Traditionally the best man can be a bit of a loose cannon. He's the guy you've selected to celebrate you in just the right way, probably a lifelong friend or brother, but deep down you're not too sure if he's going to over step the mark. A large proportion of best men speeches around the world still seem dead set on destroying lives, not realising that the most significant casualty of all, will be themselves. However, there's not much you can do about a speech once it's set in motion, but you can mitigate and limit the damage as much as possible. I simply don't agree with brides demanding to have a first draft of the best man speech and signing it off on their approval, if you're that unsure about the guy, don't choose him in the first place. Just make sure he sticks to a sensible word count, and leaves out the former girlfriends - the very worst that can then happen is that he recounts a few dodgy stories, but doesn't outstay his welcome.

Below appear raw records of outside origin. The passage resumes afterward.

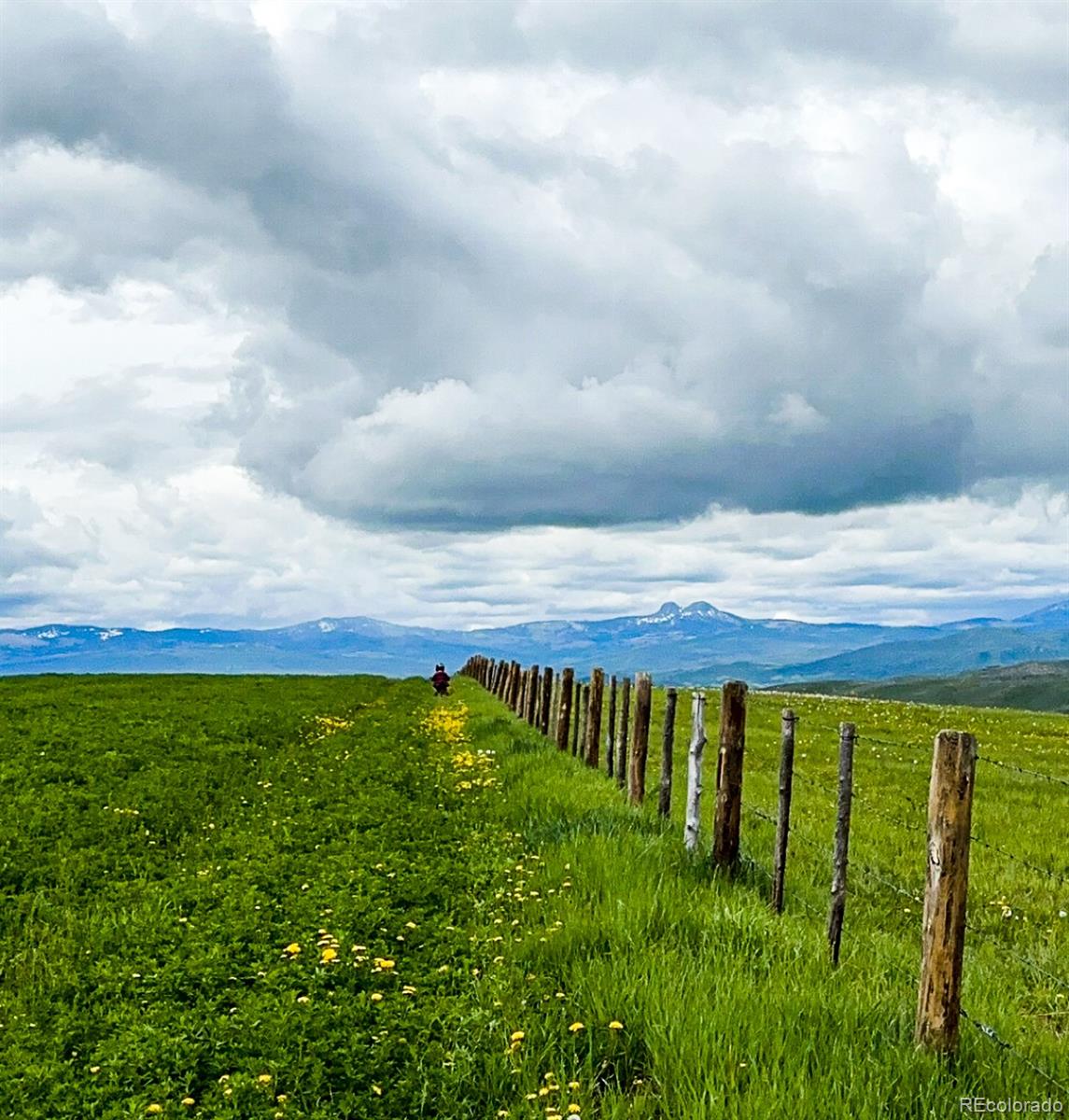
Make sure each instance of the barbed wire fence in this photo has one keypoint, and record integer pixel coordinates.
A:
(936, 1024)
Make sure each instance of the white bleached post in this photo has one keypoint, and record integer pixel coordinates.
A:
(694, 771)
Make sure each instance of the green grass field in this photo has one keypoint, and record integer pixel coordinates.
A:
(336, 897)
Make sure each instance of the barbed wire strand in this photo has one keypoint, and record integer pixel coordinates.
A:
(1062, 981)
(855, 795)
(1023, 770)
(990, 1033)
(1019, 860)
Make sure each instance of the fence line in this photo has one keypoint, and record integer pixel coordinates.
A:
(559, 707)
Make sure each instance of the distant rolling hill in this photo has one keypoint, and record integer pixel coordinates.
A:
(1035, 686)
(694, 644)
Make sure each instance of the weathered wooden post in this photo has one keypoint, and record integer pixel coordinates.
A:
(728, 793)
(611, 737)
(942, 938)
(584, 718)
(640, 737)
(594, 718)
(841, 839)
(665, 805)
(694, 771)
(555, 708)
(783, 817)
(547, 700)
(533, 688)
(564, 715)
(622, 735)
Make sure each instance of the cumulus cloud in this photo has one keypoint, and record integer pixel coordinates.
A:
(527, 267)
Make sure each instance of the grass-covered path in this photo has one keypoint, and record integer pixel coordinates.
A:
(341, 899)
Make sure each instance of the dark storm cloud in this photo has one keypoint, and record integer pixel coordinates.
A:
(463, 328)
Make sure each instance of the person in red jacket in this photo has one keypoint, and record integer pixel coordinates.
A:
(441, 681)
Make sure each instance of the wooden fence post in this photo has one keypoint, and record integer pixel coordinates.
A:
(728, 793)
(841, 839)
(547, 700)
(516, 682)
(942, 938)
(555, 708)
(640, 737)
(594, 718)
(694, 771)
(564, 715)
(783, 817)
(665, 805)
(611, 738)
(533, 687)
(622, 734)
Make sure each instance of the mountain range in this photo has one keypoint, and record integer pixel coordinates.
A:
(686, 645)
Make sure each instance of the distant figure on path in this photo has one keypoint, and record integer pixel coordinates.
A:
(441, 681)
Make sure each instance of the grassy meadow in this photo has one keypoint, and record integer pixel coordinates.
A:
(339, 897)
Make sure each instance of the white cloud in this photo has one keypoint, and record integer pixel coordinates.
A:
(535, 286)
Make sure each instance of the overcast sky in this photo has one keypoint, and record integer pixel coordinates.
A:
(469, 313)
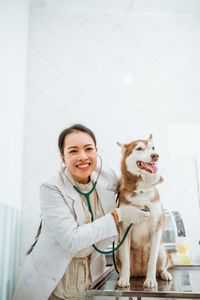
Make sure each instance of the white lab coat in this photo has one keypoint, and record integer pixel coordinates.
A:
(64, 233)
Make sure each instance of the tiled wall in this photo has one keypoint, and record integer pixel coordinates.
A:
(125, 74)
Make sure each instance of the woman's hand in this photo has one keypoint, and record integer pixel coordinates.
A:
(130, 214)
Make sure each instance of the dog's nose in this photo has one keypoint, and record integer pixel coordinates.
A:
(154, 156)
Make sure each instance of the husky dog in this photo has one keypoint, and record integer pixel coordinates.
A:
(142, 253)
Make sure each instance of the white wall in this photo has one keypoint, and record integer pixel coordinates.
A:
(13, 55)
(13, 66)
(125, 72)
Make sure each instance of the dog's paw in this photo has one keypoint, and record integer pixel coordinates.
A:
(165, 275)
(123, 282)
(150, 283)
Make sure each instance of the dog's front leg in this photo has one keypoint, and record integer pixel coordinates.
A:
(124, 256)
(150, 281)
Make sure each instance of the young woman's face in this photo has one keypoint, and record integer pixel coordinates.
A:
(80, 155)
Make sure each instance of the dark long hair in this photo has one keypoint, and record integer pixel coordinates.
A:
(61, 139)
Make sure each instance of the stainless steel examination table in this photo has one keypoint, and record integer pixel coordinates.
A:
(185, 284)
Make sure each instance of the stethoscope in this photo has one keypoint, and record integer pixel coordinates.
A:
(87, 196)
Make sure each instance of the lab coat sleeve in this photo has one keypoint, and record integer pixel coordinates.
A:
(62, 224)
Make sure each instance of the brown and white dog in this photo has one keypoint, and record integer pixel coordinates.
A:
(142, 253)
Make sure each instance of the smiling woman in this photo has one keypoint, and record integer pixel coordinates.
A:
(61, 263)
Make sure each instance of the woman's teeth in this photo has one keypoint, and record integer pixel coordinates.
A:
(83, 166)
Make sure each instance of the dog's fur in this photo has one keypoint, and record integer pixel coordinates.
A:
(142, 253)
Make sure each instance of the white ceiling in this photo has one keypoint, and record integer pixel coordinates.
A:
(182, 6)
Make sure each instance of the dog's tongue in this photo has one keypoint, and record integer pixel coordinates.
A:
(150, 168)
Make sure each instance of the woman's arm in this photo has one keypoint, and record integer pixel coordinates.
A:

However, when it comes to how you should mention the best man in your groom speech, then that needs a careful eye as well. Many grooms spend far too long talking about their best man, in fact, it's not uncommon for the best man and bride to have equal footing in the speech, and that's just plain wrong. You should limit your best man to around a couple of sentences in your speech, anything more than that and you're going down the tedious story route which bloats the speech to a 35 epic. Also mention your best man in the middle of your speech, not at the end. I never understand why so many people insist on making the handover to their best man as the crescendo to their groom speech. Get the MC to do that - the pinnacle of your groom speech should always be about the bride. Period.
So, have a quiet word with the best man to make sure he's sticking to a decent length of speech, make sure he's not toasting his way to oblivion, and remember that he really isn't nearly as important as the bride!